When actress Isla Fisher remarked on the dearth of decent comedy roles for women earlier this month ("I realized after 'Wedding Crashers' there aren't that many comic opportunities for women in Hollywood," she told Details magazine. "All the scripts are for men and you play 'the girl' "), the comment was widely picked up, with most of the headlines making some allusion to feminism. The idea that a girl might play anything other than "the girl" in a studio comedy is so far out of the mainstream that it's considered an experimental concept, not to mention a major financial risk. It seems that not a week goes by without a dust-up about the alleged misogyny of studio executives, or a lament about the state of women's careers in Hollywood, or an explosion of frustration on feminist blogs. Meanwhile, newspapers are constantly running trend pieces trumpeting women's happy retreat from the public sphere, and publishers are releasing dating books suggesting that women stop being so picky. No wonder Susan Faludi's new book makes a case about the marginalization of women in the terror age -- there has to be some explanation for why, increasingly, girls are reduced to playing "the girl," not just in studio comedies but in life.

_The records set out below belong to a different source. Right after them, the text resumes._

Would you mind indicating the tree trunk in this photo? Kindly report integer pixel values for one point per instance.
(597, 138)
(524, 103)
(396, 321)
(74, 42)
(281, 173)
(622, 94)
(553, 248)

The culture is completely obsessed with the gender roles and the relationship between the sexes, but the traditional comedy of the sexes is for all intents and purposes dead. This is particularly troubling because, of all the genres, comedy is the most dependent on the inherent interestingness of a character's point of view. It relies above all on our ability to connect on a human level with the character, to be drawn in by their underdog charisma, to delight in their cleverness, to relate to their ability to recognize the stupidity of those around them, to empathize with their doomed, convention-flouting lunacy. So what does it mean to play "the girl" in mainstream comedies these days? For one thing, "the girl" and "the hot girl" have merged to produce a gorgeous, well-meaning, inoffensive love-object devoid of any motivating purpose and quite possibly manufactured in Stepford. "The girl" exists to be won by the hero, and yet to win her he must do nothing more than be himself. If, on the other hand, she has her own ideal in mind when it comes to a romantic partner, we never get to know what that ideal might be. It's up to the hero to prove himself worthy, usually by simply capitulating to "a commitment," at which point "the girl" has gotten what she wanted and can die happy. The formula is adhered to even when it effectively eliminates conflict and comedic situations.

'The girl' as wife

When "the girl's" desires conflict substantially with the hero's desires -- that is, when "the girl" happens also to be "the wife"-- her desires are presented as hidebound, reactionary, conventional and dull. Funny actresses (we know they're funny because we've seen them on TV) get cast in mainstream comedies all the time, but more often than not, they're scolds or nags or ciphers. (See: Lauren Graham in "Evan Almighty," or Lauren Bowles in "The Heartbreak Kid," or Sarah Silverman in "School of Rock.") You wonder if there's some weird economic principle in their being cast. Like it's the entertainment industry equivalent of the government paying farmers not to grow corn.